Mengacu UU Cukai, PMK tersebut melanggar karena sebelum diterbitkan PMK tentang tarif cukai rokok yang baru, maka Kementerian Keuangan harus terlebih dulu harus menyosialisasikan ke stakeholders, kalangan pengusaha rokok, dan konsumen.
Tarif cukai rokok diharapkan mendorong penyerapan tenaga kerja ramah terhadap keberlangsungan industri rokok, bisa menekan peredaran rokok ilegal, bahkan tarif cukai yang ramah diharapkan bisa melindungi keberadaan “warisan budaya” berupa kretek. Tarif cukai jugalah akhirnya diharapkan bisa menjadi salah satu titik temu penting yang menentukan banyak harapan dalam kebijakan pertembakauan di Indonesia.

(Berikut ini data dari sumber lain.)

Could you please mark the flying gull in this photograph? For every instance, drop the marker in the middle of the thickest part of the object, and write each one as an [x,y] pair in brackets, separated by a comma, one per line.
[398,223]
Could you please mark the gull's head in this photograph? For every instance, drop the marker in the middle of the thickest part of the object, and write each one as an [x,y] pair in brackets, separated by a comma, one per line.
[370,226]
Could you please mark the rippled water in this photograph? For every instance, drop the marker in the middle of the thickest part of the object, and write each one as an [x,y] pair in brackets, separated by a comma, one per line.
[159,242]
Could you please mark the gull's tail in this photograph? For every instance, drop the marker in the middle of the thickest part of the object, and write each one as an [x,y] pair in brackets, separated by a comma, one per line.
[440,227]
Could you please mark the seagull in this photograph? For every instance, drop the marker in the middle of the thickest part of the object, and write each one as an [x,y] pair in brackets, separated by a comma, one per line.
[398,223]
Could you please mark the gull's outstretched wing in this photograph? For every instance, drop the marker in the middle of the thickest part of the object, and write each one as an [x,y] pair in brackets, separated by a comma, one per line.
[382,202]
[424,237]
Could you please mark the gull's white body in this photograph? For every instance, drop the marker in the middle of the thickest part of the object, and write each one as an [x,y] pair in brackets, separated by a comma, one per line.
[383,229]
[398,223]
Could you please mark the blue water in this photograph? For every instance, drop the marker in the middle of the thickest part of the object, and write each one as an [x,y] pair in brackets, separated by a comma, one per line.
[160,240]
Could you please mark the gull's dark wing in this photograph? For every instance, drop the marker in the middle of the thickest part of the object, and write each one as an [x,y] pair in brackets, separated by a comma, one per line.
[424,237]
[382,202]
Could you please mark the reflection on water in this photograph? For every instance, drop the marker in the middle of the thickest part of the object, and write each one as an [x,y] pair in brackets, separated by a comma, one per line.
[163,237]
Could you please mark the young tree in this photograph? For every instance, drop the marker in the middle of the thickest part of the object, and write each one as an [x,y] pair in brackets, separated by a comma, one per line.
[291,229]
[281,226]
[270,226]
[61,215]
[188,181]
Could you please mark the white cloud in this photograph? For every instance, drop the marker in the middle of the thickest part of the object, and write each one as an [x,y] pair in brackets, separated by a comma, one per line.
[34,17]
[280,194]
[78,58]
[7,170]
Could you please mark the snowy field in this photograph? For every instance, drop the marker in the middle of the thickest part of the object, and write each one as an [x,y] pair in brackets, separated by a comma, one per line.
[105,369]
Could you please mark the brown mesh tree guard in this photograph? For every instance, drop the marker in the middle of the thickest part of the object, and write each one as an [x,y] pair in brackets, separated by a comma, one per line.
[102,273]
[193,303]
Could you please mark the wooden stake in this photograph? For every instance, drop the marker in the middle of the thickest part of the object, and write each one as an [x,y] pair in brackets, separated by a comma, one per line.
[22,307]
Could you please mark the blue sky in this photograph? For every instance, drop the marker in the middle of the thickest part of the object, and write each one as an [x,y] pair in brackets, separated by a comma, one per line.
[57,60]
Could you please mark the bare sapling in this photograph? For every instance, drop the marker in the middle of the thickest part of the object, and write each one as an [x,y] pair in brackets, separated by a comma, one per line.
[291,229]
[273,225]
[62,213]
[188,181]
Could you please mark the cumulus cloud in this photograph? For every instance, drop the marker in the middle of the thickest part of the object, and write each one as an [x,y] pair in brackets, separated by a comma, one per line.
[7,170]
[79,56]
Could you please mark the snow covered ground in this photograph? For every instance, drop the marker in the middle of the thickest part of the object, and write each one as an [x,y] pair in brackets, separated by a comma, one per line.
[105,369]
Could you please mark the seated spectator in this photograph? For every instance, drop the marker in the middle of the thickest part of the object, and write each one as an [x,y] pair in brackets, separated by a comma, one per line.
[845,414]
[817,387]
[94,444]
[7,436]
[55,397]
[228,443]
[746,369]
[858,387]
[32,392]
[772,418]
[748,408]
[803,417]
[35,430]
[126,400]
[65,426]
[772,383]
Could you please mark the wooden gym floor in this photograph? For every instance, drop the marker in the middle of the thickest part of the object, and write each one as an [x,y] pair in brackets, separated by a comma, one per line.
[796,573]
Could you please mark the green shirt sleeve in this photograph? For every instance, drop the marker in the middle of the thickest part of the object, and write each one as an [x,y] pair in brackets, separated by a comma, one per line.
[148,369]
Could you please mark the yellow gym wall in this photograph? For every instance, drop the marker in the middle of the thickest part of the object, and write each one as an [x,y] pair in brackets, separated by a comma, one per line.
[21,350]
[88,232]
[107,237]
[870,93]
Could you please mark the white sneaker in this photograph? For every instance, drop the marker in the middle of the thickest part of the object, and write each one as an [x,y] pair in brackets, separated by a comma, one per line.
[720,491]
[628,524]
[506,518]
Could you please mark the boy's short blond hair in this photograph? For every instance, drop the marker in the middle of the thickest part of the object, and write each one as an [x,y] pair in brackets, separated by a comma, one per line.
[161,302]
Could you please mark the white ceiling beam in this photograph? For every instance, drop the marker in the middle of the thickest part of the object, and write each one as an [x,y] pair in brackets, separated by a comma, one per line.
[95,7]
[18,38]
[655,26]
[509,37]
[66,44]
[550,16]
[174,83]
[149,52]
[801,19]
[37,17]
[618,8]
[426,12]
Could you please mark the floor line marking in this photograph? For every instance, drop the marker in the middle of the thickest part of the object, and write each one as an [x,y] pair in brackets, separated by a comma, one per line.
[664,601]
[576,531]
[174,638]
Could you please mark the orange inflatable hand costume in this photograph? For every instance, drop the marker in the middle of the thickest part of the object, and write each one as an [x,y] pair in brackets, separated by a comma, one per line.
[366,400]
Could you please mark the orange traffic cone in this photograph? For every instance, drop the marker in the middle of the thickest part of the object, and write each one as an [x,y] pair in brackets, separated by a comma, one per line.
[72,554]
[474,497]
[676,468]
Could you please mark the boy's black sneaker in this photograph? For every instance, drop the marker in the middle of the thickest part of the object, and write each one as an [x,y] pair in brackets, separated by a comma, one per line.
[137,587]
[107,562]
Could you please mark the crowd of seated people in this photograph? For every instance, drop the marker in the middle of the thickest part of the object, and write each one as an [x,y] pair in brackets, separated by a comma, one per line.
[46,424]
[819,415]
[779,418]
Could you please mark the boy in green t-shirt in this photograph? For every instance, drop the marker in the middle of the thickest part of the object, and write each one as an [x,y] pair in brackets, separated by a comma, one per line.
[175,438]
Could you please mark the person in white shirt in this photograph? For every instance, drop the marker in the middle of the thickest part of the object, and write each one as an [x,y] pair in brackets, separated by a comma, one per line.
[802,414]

Selain akan memperkaya referensi terkait pertembakauan, buku yang tergolong padat informasi ini juga penting untuk membuka cakrawala masyarakat mengenai kebijakan hasil tembakau, dan lebih objektif dalam menilai saat nanti ada lagi (dan lagi) pembahasan mengenai pertembakauan, khususnya tarif cukai rokok yang biasanya selalu “panas” dan seolah-olah tak berujung.
Membaca buku ini, kita akan ikut memahami betapa aspek kebijakan tarif cukai rokok di Indonesia sangat kompleks. Sekaligus, publik diajak untuk sadar, bahwa suara konsumen seharusnya jadi salah satu aspek yang didengarkan oleh pemerintah sebelum menatapkan sebuah kebijakan, dalam hal ini tarif cukai rokok.